UBS speaks out on controversial PNG loan deal
2 July, 2019, 9:30 am
PORT MORESBY, 02 JULY 2019 (POST COURIER) – Swiss bank UBS has broken its silence on a controversial AUD$1.2 billion (US$835 million) loan made to the Papua New Guinea government, defending its role in the transaction following the establishment of a commission of inquiry examining the deal.
In PNG’s Parliament last Wednesday new Prime Minister James Marape proposed the official probe after a leaked Ombudsman’s Commission report into the 2014 loan suggested former leader Peter O’Neill may have broken the law and engaged in improper conduct, contributing to his political exit.
The Zurich-based financial giant told The Australian there had been no adverse findings against the bank and it welcomed any inquiry concerning the PNG government’s investments.
“The Ombudsman Commission report makes no findings against UBS, nor suggests any impropriety by the bank or its staff,” UBS said.

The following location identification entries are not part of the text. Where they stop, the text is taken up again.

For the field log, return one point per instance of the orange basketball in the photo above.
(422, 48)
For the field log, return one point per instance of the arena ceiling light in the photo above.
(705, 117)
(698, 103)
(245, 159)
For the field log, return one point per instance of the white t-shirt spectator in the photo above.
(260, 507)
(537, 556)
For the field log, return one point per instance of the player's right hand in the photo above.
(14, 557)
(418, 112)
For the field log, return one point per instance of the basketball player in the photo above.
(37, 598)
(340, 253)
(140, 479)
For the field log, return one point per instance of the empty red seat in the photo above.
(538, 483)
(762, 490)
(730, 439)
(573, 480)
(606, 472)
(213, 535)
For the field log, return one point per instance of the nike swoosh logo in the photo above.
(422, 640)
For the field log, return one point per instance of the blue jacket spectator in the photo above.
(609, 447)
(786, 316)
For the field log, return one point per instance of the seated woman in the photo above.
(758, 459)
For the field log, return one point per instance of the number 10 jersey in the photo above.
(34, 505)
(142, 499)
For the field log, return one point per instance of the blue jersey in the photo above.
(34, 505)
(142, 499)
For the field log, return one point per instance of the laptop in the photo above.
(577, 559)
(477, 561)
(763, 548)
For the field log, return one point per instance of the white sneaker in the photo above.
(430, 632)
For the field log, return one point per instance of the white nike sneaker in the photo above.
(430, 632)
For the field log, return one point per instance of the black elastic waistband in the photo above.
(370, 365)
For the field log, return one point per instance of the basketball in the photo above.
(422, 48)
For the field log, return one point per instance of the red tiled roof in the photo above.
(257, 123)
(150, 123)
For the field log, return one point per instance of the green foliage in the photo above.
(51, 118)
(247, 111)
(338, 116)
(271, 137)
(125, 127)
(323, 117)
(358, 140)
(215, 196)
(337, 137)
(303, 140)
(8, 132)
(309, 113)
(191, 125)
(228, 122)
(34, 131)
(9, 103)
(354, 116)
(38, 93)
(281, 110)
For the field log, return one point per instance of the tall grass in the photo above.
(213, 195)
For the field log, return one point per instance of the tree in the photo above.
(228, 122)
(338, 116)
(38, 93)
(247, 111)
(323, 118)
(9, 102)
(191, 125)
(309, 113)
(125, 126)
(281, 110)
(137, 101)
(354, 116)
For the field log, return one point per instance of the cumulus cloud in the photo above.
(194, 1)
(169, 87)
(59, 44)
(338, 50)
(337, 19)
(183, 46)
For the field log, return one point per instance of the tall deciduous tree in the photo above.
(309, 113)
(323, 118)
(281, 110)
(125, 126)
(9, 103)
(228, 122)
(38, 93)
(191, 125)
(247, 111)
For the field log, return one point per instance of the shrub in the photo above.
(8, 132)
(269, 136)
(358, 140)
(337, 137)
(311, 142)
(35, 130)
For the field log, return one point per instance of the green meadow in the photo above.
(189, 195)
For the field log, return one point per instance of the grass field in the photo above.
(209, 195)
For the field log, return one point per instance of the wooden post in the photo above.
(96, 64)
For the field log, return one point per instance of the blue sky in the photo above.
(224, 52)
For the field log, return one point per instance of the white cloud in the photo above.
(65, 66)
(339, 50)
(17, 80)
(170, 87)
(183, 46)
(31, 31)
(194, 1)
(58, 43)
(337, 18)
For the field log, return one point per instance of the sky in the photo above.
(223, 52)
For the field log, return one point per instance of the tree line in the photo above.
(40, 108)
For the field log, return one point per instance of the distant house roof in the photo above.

“UBS has operated in Australasia for more than 80 years and has earned its longstanding reputation for acting openly, honestly, ethically and with utmost integrity in all of its dealings, not least of all with its clients and other stakeholders including governments, regulators and the community.
“The proposed commission of inquiry provides a welcome opportunity for there to be a further, independent review of matters relating to PNG’s governance of its strategic investments.”
The UBS loan allowed the cash-strapped PNG government to buy a 10 per cent stake in Oil Search while allowing Oil Search, which was developing natural gas assets in the PNG Highlands, to take a 23 per cent interest in the country’s Elk-Antelope gas fields.
The deal turned sour when the oil price fell, slashing PNG’s stake by hundreds of millions of dollars.
UBS said the deal was struck under the nation’s longstanding lending laws.
“The PNG government relies on access to global financing markets in accordance with its existing borrowing law,” UBS said.
“The ‘Loans (Overseas Borrowings) (No. 2) Act’ is the umbrella legislation relied on for various financings by the PNG government over many years, including more recently its sovereign bond issue in 2018. Other international bank loans, including the UBS agreement of 2014, have been approved on the same basis.”
The Swiss bank said its loan role was struck as part of a competitive international tender process, with Ashurst PNG acting as its legal adviser on the deal.
“In 2013-14, the PNG government, with the benefit of independent financial and legal advice, conducted a competitive tender process, involving many international banks, before selecting UBS as its preferred financing institution. Furthermore, the PNG government received and relied upon independent financial and legal advice from a range of experts, including KPMG and Norton Rose Fulbright, before making its investment and financing decisions in relation to its shareholding in Oil Search.”
KPMG and Norton Rose Fulbright declined to comment.
Like O’Neill, Marape was a player in the country’s $1.23bn UBS loan scandal. The Ombudsman’s Commission found his conduct as finance minister “wrong and improper” in relation to a payment for the purchase of Oil Search shares by the PNG government.
The inquiry would lead to a “full and complete closure of the UBS saga,” Marape said.